Among the many changes that fast-evolving technology is causing today, self-driving cars seem to emerge as the most obvious change that is expected to have the greatest impact on our everyday lives. Autonomous (self-driving) vehicle technology was a long-time engineering dream depicted in science fiction cartoons and movies for decades. It is now starting to become reality, potentially moving into your garage in no more than a few years, and bringing about a revolution in the world of transportation.
With the advanced technology in self-driving cars come the problems of safety, data security, challenges of development and manufacturing, and issues that we might not even be able to anticipate today.
Companies have to prepare for the development of such technology-packed products, and to “future-proof” their development activities in order to cope with the immense amount of (and dependence on) software.
The joys of new technology?
Sure enough, truly autonomous vehicles can be regarded as revolutionary. You wouldn’t be wrong to compare this technology to autopilot systems in aeroplanes. Except, let's face it, not all of us own a plane while passenger cars are everywhere, exponentially increasing the impact of this technological leap.
According to the latest industry analysis, roads in modern cities could look a bit like a scene from The Jetsons by as early as 2020.
Before we get carried away with images from futuristic cartoons, it’s a good idea to take a closer look at what exactly is happening in terms of the evolution of vehicles. Several vehicle manufacturers and companies from other high-tech industries are currently engaged in multiple research projects around the world to build self-driving automobiles. Eventually, these cars and trucks will be able to drive themselves from point A to B on the map, with no outside help from the driver. They will communicate with each other through a wireless IoT connection, enabling them to exchange data when necessary – for instance, in order to avoid collisions and other accidents in a matter of split seconds.
And here comes one of the greatest challenges of developing autonomous cars: not only are manufacturers responsible for the safety of passengers and pedestrians, they also need to ensure the security of all the data generated by the car and shared via wireless connection. If sensitive data are intercepted or altered by hackers, that could lead to catastrophic consequences.
Related reading: Security Concerns in the Development of Self-Driving Technology
In addition, self-driving cars need to be able to function safely in normal road traffic, and avoid accidents in any traffic situation. While recent accidents of autonomous cars include a fatal crash with a self-driving Tesla Model S, manufacturers claim that statistically autonomous cars are still far safer than vehicles controlled by tired or otherwise incapable human drivers. Ensuring this safety and reliability is a prerequisite that will enable self-driving cars to spread fast.
The legal, regulatory, and technological impacts of this issue are manifold. Regulatory bodies are working on new guidelines and standards to ensure the safety and data security of autonomous cars, while carmakers are doing their best to apply cutting edge technology in their products. Clarifying the question of responsibility is another issue ahead for lawmakers.

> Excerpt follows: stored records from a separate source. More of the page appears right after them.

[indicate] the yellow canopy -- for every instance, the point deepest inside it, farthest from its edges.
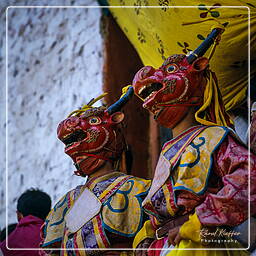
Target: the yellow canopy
(174, 26)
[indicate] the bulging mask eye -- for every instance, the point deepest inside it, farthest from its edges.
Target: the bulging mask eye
(172, 68)
(94, 120)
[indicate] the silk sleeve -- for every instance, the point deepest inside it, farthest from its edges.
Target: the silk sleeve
(230, 205)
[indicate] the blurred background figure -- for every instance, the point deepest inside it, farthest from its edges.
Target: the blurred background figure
(4, 233)
(32, 208)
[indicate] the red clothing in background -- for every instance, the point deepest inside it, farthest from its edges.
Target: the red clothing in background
(26, 235)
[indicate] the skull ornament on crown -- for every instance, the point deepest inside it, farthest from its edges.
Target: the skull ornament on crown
(169, 91)
(93, 136)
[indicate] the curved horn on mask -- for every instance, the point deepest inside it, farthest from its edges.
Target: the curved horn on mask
(204, 46)
(121, 102)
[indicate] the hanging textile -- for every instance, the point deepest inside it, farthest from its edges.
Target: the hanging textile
(170, 28)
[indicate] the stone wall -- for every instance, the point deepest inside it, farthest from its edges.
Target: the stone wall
(54, 66)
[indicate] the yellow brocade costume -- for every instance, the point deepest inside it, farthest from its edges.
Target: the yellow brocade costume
(158, 29)
(185, 175)
(119, 217)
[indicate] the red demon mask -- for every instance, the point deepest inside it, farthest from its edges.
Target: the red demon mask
(168, 91)
(179, 83)
(92, 138)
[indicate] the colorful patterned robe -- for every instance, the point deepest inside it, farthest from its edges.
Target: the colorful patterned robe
(117, 222)
(204, 170)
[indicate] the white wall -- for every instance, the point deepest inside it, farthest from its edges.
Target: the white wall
(55, 66)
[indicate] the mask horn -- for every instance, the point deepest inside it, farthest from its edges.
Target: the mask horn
(204, 46)
(121, 102)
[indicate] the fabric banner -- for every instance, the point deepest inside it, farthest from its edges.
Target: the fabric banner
(159, 28)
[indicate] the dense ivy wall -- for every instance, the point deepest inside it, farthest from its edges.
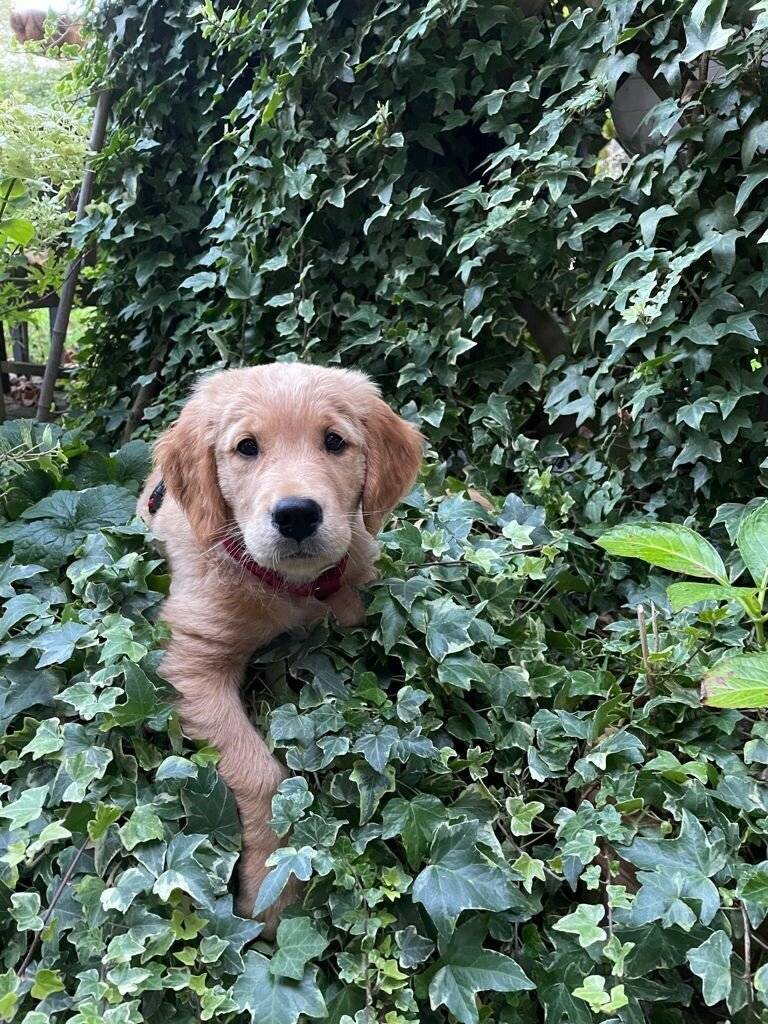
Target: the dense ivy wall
(508, 806)
(421, 189)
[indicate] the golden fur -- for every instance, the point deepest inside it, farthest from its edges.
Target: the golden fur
(220, 613)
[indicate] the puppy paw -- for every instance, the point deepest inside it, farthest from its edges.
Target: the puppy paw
(252, 870)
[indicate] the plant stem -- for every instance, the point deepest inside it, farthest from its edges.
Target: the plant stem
(644, 645)
(760, 632)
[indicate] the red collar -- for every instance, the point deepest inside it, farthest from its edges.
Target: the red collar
(324, 586)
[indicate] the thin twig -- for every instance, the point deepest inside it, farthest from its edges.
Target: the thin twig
(644, 645)
(54, 899)
(748, 954)
(654, 628)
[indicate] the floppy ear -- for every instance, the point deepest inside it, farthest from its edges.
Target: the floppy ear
(185, 457)
(393, 458)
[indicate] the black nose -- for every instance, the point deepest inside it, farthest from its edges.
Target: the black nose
(297, 517)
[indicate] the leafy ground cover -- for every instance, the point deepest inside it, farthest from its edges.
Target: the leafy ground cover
(509, 803)
(501, 808)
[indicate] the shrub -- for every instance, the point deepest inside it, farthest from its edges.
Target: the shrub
(499, 810)
(422, 190)
(508, 802)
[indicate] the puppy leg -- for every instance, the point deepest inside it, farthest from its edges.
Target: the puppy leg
(210, 709)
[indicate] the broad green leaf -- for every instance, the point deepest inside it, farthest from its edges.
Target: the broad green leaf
(184, 870)
(46, 983)
(414, 948)
(667, 545)
(27, 808)
(740, 681)
(460, 878)
(466, 969)
(704, 30)
(298, 942)
(141, 826)
(522, 815)
(210, 808)
(712, 963)
(683, 595)
(47, 739)
(600, 1001)
(446, 627)
(376, 748)
(414, 822)
(17, 230)
(752, 542)
(753, 885)
(199, 282)
(286, 862)
(584, 923)
(26, 911)
(270, 999)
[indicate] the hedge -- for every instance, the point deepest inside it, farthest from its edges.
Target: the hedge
(508, 802)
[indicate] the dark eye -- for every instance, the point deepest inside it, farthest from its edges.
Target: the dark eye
(248, 446)
(335, 442)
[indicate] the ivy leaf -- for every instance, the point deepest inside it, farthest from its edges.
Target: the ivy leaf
(704, 30)
(271, 999)
(26, 911)
(752, 541)
(522, 815)
(446, 627)
(414, 948)
(290, 802)
(11, 572)
(28, 808)
(200, 282)
(183, 870)
(141, 826)
(140, 696)
(600, 1001)
(466, 969)
(460, 878)
(740, 681)
(298, 941)
(584, 923)
(210, 808)
(285, 862)
(712, 963)
(377, 748)
(47, 739)
(223, 924)
(414, 822)
(58, 642)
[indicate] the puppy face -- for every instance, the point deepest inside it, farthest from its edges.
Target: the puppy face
(291, 459)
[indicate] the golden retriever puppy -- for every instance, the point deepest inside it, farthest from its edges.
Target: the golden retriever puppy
(267, 494)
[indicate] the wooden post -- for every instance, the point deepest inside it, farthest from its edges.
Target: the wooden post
(61, 323)
(20, 341)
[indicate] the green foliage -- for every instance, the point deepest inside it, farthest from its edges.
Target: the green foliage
(421, 192)
(485, 805)
(508, 801)
(736, 681)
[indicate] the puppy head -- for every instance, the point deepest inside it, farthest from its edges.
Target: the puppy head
(291, 458)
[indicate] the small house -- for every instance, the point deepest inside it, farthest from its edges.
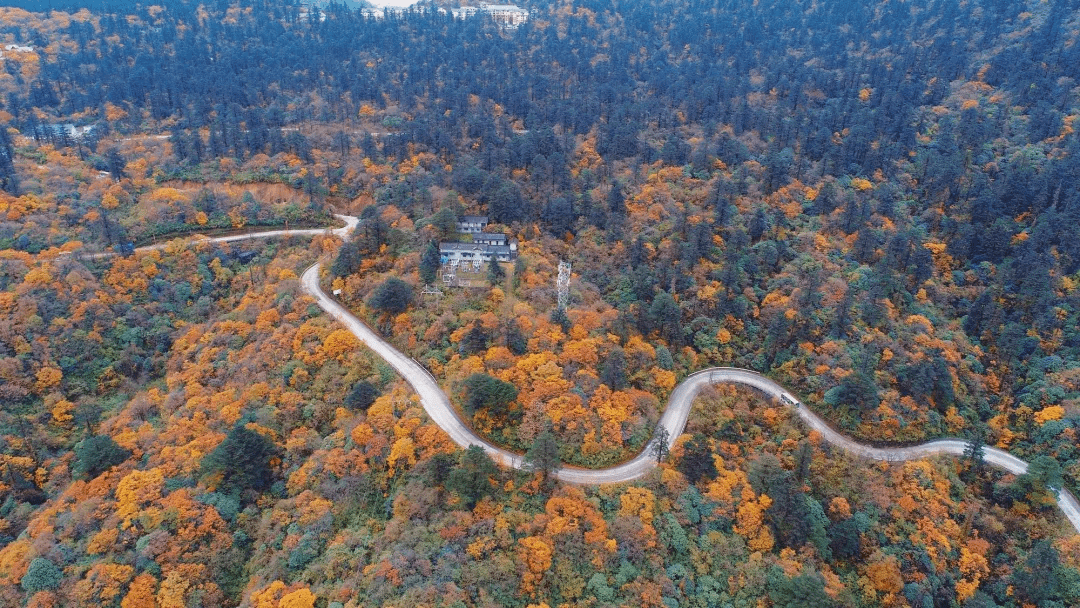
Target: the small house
(472, 224)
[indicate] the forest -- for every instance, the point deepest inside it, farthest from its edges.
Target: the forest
(874, 204)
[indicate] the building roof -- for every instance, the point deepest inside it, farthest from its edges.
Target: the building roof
(480, 247)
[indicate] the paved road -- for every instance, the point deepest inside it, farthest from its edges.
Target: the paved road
(350, 225)
(439, 407)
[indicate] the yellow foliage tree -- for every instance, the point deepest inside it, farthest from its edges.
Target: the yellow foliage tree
(135, 492)
(142, 592)
(298, 598)
(535, 554)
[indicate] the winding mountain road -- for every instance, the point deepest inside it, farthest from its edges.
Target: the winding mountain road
(439, 407)
(350, 225)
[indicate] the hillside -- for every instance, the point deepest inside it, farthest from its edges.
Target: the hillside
(872, 204)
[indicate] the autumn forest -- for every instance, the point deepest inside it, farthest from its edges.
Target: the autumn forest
(874, 204)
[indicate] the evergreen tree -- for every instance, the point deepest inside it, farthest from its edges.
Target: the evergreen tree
(542, 456)
(495, 272)
(241, 461)
(429, 264)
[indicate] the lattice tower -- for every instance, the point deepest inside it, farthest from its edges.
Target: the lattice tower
(564, 284)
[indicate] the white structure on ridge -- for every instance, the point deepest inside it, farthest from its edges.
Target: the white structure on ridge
(507, 15)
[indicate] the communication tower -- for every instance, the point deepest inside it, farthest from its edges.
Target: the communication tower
(564, 284)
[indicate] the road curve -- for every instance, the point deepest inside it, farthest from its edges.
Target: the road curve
(439, 407)
(350, 225)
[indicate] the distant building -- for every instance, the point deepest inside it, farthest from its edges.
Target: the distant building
(485, 246)
(472, 224)
(463, 12)
(508, 15)
(449, 253)
(489, 239)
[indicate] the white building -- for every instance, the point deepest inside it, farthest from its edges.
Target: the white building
(472, 224)
(508, 15)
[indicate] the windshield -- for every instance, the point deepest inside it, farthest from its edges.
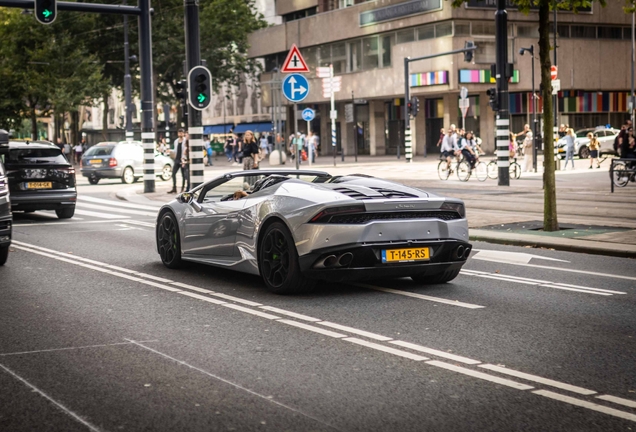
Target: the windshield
(37, 156)
(99, 151)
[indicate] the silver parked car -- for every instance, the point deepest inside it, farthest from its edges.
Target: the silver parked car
(123, 160)
(296, 227)
(605, 138)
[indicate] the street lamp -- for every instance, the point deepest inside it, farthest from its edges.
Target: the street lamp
(534, 109)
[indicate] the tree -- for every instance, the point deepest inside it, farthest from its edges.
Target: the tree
(550, 220)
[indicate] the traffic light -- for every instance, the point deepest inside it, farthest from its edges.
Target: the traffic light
(45, 11)
(414, 106)
(493, 98)
(468, 55)
(199, 87)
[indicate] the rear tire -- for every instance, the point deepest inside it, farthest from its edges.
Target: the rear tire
(169, 241)
(128, 176)
(4, 254)
(437, 278)
(278, 262)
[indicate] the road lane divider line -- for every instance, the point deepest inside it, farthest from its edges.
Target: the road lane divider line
(585, 404)
(69, 348)
(117, 203)
(230, 383)
(60, 256)
(538, 379)
(290, 314)
(99, 215)
(419, 296)
(480, 375)
(355, 331)
(436, 353)
(617, 400)
(313, 329)
(386, 349)
(63, 408)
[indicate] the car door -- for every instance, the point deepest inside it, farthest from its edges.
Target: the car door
(212, 230)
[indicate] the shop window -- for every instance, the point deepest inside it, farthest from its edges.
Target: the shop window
(583, 32)
(387, 43)
(444, 29)
(370, 58)
(426, 32)
(405, 36)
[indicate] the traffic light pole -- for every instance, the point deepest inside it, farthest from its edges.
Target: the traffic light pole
(407, 95)
(142, 11)
(503, 115)
(195, 122)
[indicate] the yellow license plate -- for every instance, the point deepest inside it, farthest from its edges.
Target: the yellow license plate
(405, 255)
(39, 185)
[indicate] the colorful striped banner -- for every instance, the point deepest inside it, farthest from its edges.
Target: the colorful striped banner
(482, 76)
(429, 78)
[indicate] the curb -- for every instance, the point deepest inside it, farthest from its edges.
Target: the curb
(567, 245)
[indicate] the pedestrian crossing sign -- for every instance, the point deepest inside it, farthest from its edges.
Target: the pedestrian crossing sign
(294, 63)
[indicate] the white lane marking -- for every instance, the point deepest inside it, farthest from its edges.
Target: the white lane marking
(585, 404)
(291, 314)
(70, 348)
(435, 352)
(200, 297)
(251, 311)
(99, 215)
(115, 209)
(480, 375)
(509, 257)
(355, 331)
(50, 399)
(313, 329)
(617, 400)
(528, 377)
(238, 386)
(117, 203)
(386, 349)
(420, 296)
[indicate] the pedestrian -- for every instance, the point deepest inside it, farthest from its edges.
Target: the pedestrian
(208, 149)
(594, 147)
(250, 151)
(176, 153)
(569, 147)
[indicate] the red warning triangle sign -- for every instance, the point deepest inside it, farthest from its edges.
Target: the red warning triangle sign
(294, 62)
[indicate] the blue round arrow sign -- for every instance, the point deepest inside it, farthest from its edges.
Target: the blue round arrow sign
(308, 114)
(295, 87)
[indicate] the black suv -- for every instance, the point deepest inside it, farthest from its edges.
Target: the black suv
(40, 178)
(5, 204)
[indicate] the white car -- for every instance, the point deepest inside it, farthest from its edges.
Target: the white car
(605, 138)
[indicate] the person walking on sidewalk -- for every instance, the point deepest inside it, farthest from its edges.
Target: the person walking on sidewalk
(176, 153)
(569, 147)
(594, 147)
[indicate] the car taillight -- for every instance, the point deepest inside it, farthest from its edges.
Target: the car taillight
(326, 214)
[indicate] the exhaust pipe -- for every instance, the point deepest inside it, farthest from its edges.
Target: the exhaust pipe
(345, 259)
(326, 262)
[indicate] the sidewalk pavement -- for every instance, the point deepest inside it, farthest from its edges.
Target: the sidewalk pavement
(592, 219)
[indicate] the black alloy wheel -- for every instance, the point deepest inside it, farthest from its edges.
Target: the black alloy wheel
(168, 241)
(278, 262)
(4, 254)
(65, 213)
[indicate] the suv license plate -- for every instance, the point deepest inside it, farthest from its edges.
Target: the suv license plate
(39, 185)
(405, 255)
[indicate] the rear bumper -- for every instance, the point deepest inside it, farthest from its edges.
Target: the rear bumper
(367, 260)
(44, 200)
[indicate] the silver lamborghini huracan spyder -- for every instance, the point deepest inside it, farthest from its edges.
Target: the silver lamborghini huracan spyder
(296, 227)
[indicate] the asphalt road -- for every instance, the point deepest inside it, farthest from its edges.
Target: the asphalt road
(96, 334)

Technology both an enabler and a challenge
Implementing the latest technology in sophisticated “system of systems” products such as modern cars just means even more complexity. Building bullet-proof (safe, reliable, and secure) software requires mature development processes, immense amounts of code, and thorough quality assurance activities. Controlling and monitoring all processes, tracing software development artifacts throughout the lifecycle, managing risks and quality assurance have always been difficult, but with such steeply increasing complexity, old processes and activities simply aren’t working any more.
To keep pace with current, and to prepare for future trends in the development of automotive products while making sure they pass audits, regulatory inspections and compliance checks, developers and manufacturers are realizing they need to use controlled and mature processes throughout the product development lifecycle (and extend this to suppliers). Tools that enable them to do and monitor that are becoming valuable assets.
Future-proofing hardware engineering, software development and product manufacturing processes is greatly supported by advanced PLM (Product Lifecycle Management) and ALM (Application Lifecycle Management) solutions, and tools that are able to connect ALM and PLM. Unifying these processes will be crucial for automotive developers ahead in order to be able to manage their products’ development in an integrated, centralized manner.
Developers working on autonomous vehicles have to face various and increasingly complex challenges, and consequently need to reevaluate their current processes and toolsets. Integrated ALM and product development platforms such as codeBeamer ALM will be instrumental in modernizing development processes in order to tackle the challenges introduced by increasing product complexity, and the growing reliance of products on sophisticated software applications.